CodeGen: Fix address space of indirect function argument
ClosedPublic

Authored by yaxunl on Jun 19 2017, 2:18 PM.

Details

Summary

The indirect function argument is in alloca address space in LLVM IR. However,
during Clang codegen for C++, the address space of indirect function argument
should match its address space in the source code, i.e., default addr space, even
for indirect argument. This is because destructor of the indirect argument may
be called in the caller function, and address of the indirect argument may be
taken, in either case the indirect function argument is expected to be in default
addr space, not the alloca address space.
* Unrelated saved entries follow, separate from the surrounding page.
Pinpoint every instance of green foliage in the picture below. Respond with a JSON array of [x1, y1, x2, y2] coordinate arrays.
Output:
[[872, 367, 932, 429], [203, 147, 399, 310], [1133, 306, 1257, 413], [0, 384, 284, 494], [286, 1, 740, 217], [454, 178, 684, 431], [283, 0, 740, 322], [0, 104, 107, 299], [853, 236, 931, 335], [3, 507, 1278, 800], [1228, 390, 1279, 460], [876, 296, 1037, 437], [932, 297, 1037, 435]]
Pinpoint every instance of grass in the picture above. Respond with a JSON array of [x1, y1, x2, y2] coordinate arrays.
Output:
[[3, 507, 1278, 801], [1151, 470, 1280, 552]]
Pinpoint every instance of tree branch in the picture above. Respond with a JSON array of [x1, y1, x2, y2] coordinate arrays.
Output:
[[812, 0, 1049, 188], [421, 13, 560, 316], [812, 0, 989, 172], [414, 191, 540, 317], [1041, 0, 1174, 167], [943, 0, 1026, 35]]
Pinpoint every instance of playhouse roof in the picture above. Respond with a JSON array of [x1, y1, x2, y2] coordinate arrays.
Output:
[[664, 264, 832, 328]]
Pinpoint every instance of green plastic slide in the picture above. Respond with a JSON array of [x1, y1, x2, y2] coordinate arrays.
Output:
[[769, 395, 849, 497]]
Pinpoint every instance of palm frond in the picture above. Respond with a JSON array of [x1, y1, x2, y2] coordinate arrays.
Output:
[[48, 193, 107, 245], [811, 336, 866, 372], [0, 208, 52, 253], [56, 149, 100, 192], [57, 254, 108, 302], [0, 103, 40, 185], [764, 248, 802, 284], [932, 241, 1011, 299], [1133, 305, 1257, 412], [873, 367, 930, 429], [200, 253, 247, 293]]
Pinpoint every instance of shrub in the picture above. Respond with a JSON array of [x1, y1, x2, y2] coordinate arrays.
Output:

Therefore, the indirect function argument should be mapped to the temp var
casted to default address space. The caller will cast it to alloca addr space
when passing it to the callee. In the callee, the argument is also casted to the
default address space and used.

CallArg is refactored to facilitate this fix.

Diff Detail

Event Timeline

yaxunl created this revision.Jun 19 2017, 2:18 PM
rjmccall added inline comments.Jun 20 2017, 9:00 AM
lib/CodeGen/CGCall.cpp
1605

Everything about your reasoning seems to apply to normal indirect arguments, too.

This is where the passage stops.